Programming Model Extensions for Resilience

  • Head
  • Amer Abdelhalim (ANL)
  • Members
  • Balaji Pavan ()
  • Beltran Vicenc (BSC)
  • Casas Marc ()

Research topic and goals

The reliability of high performance computing systems is predicted to worsen given current technology trends, where several errors per day are expected to occur in exascale systems. Consequently, the software stack that targets HPC systems needs to tolerate faults in order to cope with the instability of such systems. Particularly, current parallel programming models, which assume that applications will execute on failure-free systems, require resilience extensions. The most popular models used to program parallel systems are MPI for distributed memory and thread-based models, such as OpenMP, for shared-memory. Several works have studied faulttolerance methods for MPI applications at the process level such as the User-Level Fault Mitigation (ULFM) effort at ANL. Recently, the need for finer-grained levels of resilience arose in the community because of the space and time overheads of coarse-grained approaches.

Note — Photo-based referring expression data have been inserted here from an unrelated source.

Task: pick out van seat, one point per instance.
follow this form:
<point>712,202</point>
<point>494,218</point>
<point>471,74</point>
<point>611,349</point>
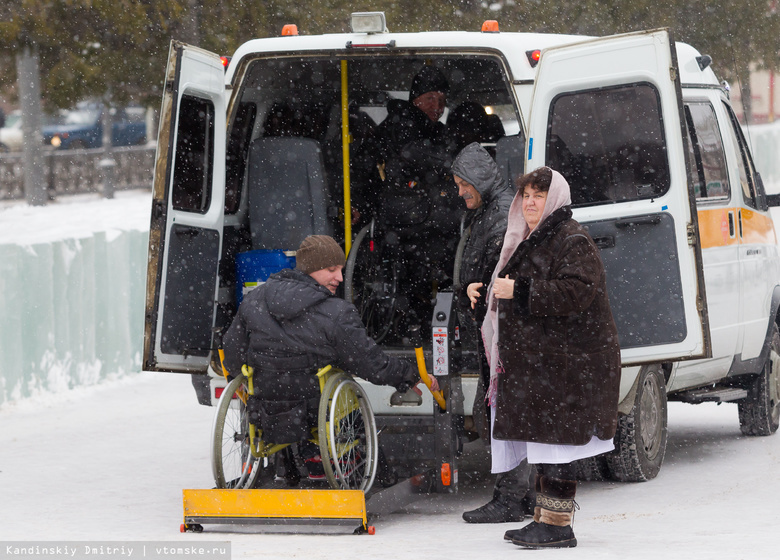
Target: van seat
<point>287,192</point>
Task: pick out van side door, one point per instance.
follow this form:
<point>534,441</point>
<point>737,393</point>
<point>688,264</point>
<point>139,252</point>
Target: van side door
<point>187,213</point>
<point>607,113</point>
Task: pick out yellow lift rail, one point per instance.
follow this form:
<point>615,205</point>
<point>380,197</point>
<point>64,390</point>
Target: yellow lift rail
<point>341,507</point>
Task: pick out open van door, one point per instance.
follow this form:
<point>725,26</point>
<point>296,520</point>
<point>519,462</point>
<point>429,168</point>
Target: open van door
<point>608,114</point>
<point>185,237</point>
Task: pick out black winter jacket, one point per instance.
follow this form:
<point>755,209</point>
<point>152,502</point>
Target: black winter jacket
<point>291,325</point>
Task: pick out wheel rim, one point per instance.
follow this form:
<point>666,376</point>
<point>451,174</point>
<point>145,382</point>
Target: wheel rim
<point>234,464</point>
<point>350,431</point>
<point>651,423</point>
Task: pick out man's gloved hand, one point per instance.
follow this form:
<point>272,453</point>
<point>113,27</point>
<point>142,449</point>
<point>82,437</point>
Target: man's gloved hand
<point>434,385</point>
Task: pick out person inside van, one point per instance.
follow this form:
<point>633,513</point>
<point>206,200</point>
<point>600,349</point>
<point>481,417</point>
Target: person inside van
<point>292,325</point>
<point>469,122</point>
<point>416,201</point>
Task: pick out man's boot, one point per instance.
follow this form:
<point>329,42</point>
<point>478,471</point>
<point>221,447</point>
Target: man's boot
<point>509,503</point>
<point>553,530</point>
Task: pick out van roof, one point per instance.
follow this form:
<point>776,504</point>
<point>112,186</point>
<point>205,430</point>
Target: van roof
<point>511,45</point>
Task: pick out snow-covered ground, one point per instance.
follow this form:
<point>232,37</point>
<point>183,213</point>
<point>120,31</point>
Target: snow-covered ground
<point>109,462</point>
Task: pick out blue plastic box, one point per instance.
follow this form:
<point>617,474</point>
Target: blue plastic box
<point>254,267</point>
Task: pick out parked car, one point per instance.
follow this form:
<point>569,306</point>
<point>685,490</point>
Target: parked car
<point>640,126</point>
<point>12,135</point>
<point>82,128</point>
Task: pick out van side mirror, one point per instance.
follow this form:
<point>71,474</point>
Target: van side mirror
<point>773,200</point>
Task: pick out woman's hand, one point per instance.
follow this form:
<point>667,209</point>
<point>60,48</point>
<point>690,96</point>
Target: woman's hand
<point>504,288</point>
<point>472,290</point>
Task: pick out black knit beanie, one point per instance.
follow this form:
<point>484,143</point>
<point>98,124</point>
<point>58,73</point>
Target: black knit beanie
<point>428,79</point>
<point>317,252</point>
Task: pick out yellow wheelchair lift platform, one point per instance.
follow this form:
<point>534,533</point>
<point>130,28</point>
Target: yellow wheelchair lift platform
<point>276,506</point>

Consequently, research in this direction has become more active leading to new methods such as the rollbackrecovery method applied to asynchronous tasks in the OmpSs programming model. Despite recent advances, there exists no programming model that offers high degrees of resilience and low overheads for hybrid MPI+threads applications. This collaboration aims at providing resilience extensions for hybrid MPI+threads programming models at multiple levels. At the thread-level, errors are contained within the failing threads except if recovery is not possible, in which case propagating the failure to the MPI process will be necessary. The system then will rely on process-level fault-tolerance techniques to mitigate the failure.

Results for 2015/2016

There were interactions through telecon between the collaborators which involved discussions about ULFM for process-level resilience and the feasibility of thread-level fault-tolerance extensions.

Visits and meetings

There were frequent telecon meetings since the beginning of the collaboration. There are no planned visits yet.

Impact and publications

None yet.

    Future plans

    We plan to push further the investigation of fine-grained fault-tolerance support in hybrid MPI+threads programming models. The goal is to answer several open questions including, but not limited to, the degree of granularity suitable for the fine-grained level (threads or tasks), define the interaction between the coarse-grained and fine-grained levels of fault-tolerance, the way communication issued by a failed thread should be handled (flushed or ignored), and investigate the role and necessity of using robust synchronization mechanisms, such as robust mutexes, by the underlying multithreaded runtime system.